Alongside this, we continue to host some of the best music gigs in the world, drawing tourists from far and wide. This is not only a cultural boon for the UK, but also a profitable one: live events bring millions of pounds into the nation’s coffers.
The secondary ticket market (where purchased tickets for an event are resold) is a big part of this, and is worth an estimated £1bn a year. But this is all under threat because of the last coalition government’s decision to restrict ticket resales under Part 3 of the Consumer Rights Act.
Now, anybody selling a ticket on an online platform has to provide more information about the ticket they wish to sell. This includes the exact seat number, the face value of the ticket, and any restrictions that apply. If fans do not go through this bureaucratic process, they will be breaking the law.
If that wasn’t bad enough, fans who do follow the law may find themselves in an even worse position. Event organisers will have all the information they need to cancel the ticket if terms and conditions forbid it from being resold – as many frequently do.
This leaves fans in a catch-22 if they want to resell a ticket. Much of the blame for this situation has to fall at the door of event organisers who have lobbied for years to restrict the secondary market, arguing that ticket resale should either go through themselves or official resellers.
The crux of their argument is that these changes to reselling rules will stop people getting ripped off. But this doesn’t stand up to much scrutiny. All major online reselling platforms offer guarantees on tickets, with many sold well below market price.
All the change will achieve, ironically, is to push more people onto the streets where they have no protection whatsoever from unscrupulous touts.
In reality, event organisers want to ensure that they can keep ticket prices under their control, with all profits flowing back to them. They saw the Consumer Rights Bill as the perfect vehicle for them to do this, and with the support of a select group of Lords forced through the provisions. The Liberal Democrats, never ones to miss a bandwagon, aided and abetted them.
The government, for its part, has argued that event organisers will not be able to cancel tickets they find being sold on, as terms and conditions providing this would be deemed “unfair” by the courts.
The problem with this, however, is that the Consumer Rights Act also amends the law around “unfair terms”, meaning that nobody knows what the law currently means in practice. This uncertainty does not bode well for anyone who has bought a ticket for a live event which they find that they can no longer use.
Recent polling undertaken by Opinium has shown that just under two thirds of fans believe they should be able to sell tickets that they can no longer use.
It seems they will be in for a shock if they ever find themselves in a position where they wish to do so. It is not all bad news, however; the government has announced that it will undertake a review of the ticket market, to report back within 12 months.

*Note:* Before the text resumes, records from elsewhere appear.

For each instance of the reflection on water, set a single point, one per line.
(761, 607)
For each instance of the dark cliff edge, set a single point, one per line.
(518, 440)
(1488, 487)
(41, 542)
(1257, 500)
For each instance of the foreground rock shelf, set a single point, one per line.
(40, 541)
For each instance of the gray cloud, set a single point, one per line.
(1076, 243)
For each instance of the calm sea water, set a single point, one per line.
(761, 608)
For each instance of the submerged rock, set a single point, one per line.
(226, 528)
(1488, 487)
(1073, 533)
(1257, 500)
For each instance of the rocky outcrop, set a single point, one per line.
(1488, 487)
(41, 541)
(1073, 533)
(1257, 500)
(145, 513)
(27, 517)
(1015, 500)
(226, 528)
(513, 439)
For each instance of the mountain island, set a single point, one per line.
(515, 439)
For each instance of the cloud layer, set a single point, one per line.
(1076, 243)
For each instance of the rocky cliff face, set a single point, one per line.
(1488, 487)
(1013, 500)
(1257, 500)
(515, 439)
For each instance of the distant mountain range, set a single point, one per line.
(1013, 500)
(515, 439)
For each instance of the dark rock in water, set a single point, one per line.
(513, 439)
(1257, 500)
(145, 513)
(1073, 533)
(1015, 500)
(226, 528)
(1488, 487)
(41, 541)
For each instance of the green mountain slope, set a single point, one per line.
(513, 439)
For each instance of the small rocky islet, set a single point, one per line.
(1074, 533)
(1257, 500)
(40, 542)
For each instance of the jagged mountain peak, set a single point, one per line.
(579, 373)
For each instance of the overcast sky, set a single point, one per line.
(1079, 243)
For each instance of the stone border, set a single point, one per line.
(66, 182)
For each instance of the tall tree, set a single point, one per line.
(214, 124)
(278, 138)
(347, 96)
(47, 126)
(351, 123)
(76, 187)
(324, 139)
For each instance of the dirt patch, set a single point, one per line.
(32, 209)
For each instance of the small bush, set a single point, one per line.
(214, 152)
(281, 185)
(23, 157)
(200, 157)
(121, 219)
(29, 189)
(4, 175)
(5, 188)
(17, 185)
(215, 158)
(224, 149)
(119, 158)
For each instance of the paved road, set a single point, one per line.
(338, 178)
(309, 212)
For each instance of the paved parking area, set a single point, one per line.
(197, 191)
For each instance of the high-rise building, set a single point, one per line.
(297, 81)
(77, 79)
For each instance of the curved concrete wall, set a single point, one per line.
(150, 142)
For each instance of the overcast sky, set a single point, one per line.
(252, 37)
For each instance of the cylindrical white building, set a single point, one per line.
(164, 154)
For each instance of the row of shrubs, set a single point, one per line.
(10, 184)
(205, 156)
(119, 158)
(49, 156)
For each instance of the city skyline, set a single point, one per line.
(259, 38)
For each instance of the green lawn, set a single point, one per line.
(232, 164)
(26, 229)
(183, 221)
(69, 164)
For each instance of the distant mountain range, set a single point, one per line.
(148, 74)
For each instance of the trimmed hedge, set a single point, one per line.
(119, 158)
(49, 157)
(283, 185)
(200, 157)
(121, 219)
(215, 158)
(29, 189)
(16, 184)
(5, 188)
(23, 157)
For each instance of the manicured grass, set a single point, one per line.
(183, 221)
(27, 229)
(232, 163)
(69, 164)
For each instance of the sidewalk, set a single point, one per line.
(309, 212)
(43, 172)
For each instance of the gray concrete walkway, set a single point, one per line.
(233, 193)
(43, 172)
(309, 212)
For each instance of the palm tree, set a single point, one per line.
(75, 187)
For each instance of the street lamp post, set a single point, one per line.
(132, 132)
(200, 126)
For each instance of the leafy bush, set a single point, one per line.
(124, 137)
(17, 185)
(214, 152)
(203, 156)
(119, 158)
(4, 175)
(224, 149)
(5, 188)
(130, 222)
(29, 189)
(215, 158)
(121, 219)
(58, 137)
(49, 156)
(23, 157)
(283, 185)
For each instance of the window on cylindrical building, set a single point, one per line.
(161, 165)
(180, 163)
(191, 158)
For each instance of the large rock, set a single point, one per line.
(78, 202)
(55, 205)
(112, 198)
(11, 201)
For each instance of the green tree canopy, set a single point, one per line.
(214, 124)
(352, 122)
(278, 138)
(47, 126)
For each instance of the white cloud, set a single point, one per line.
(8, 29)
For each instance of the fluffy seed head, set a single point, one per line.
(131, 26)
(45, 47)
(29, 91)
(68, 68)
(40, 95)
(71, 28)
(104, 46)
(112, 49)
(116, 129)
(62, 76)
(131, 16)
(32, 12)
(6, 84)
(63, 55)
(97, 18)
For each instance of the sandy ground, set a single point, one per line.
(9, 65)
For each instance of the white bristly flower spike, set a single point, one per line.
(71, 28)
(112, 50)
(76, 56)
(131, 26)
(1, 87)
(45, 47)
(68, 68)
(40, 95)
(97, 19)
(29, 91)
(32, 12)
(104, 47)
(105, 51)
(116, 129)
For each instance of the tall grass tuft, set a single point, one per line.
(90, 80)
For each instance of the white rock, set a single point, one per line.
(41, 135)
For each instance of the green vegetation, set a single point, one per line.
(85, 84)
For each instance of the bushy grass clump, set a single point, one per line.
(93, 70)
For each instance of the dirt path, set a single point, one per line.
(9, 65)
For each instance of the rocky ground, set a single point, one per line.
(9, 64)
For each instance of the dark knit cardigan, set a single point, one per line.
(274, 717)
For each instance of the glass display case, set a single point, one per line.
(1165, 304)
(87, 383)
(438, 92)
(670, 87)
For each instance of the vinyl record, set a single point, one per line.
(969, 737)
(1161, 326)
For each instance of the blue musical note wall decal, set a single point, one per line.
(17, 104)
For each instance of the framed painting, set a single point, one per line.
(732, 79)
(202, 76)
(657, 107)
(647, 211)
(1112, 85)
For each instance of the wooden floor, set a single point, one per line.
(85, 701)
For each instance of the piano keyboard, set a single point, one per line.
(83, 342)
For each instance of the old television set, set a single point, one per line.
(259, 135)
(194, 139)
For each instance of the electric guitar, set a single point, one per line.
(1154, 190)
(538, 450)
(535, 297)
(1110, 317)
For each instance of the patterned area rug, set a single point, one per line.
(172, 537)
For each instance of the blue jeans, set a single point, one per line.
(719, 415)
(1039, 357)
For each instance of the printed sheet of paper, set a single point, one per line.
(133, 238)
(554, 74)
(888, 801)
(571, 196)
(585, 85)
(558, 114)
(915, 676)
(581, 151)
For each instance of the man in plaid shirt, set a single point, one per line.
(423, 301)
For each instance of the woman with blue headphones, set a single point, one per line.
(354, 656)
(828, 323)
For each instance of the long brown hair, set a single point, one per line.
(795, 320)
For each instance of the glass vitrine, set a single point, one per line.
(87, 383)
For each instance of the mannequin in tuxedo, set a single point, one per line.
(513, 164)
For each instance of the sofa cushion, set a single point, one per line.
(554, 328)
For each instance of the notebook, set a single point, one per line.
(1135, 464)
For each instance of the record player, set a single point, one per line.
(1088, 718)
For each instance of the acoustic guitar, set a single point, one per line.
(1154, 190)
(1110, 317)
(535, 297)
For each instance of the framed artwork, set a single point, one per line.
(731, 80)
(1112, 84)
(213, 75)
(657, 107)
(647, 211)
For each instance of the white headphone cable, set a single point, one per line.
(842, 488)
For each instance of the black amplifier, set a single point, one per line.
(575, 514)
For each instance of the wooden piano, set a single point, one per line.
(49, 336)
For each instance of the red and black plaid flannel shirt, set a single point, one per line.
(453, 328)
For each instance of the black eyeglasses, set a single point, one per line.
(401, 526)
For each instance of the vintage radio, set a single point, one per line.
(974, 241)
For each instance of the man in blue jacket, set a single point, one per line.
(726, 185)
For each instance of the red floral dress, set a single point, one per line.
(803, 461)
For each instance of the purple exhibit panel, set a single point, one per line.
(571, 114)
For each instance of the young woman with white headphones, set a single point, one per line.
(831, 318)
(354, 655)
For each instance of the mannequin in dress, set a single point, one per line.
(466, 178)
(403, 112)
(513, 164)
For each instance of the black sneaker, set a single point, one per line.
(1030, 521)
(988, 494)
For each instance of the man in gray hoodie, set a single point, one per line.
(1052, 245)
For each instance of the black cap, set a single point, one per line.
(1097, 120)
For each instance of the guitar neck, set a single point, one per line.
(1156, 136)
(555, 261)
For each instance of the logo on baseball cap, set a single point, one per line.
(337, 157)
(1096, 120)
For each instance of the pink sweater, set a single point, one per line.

This review needs to be all-encompassing, looking at all the ways that the current legislation is failing the consumer. Ideally, we need to see the secondary ticket market provisions of the Consumer Rights Act repealed, and safeguards introduced to prevent tickets rights being limited in any way in the future.
These changes are at least a year away, however, so for the time being the law will stay as it is. This means that anybody attending a live event soon will have to be very careful about what they do with their tickets.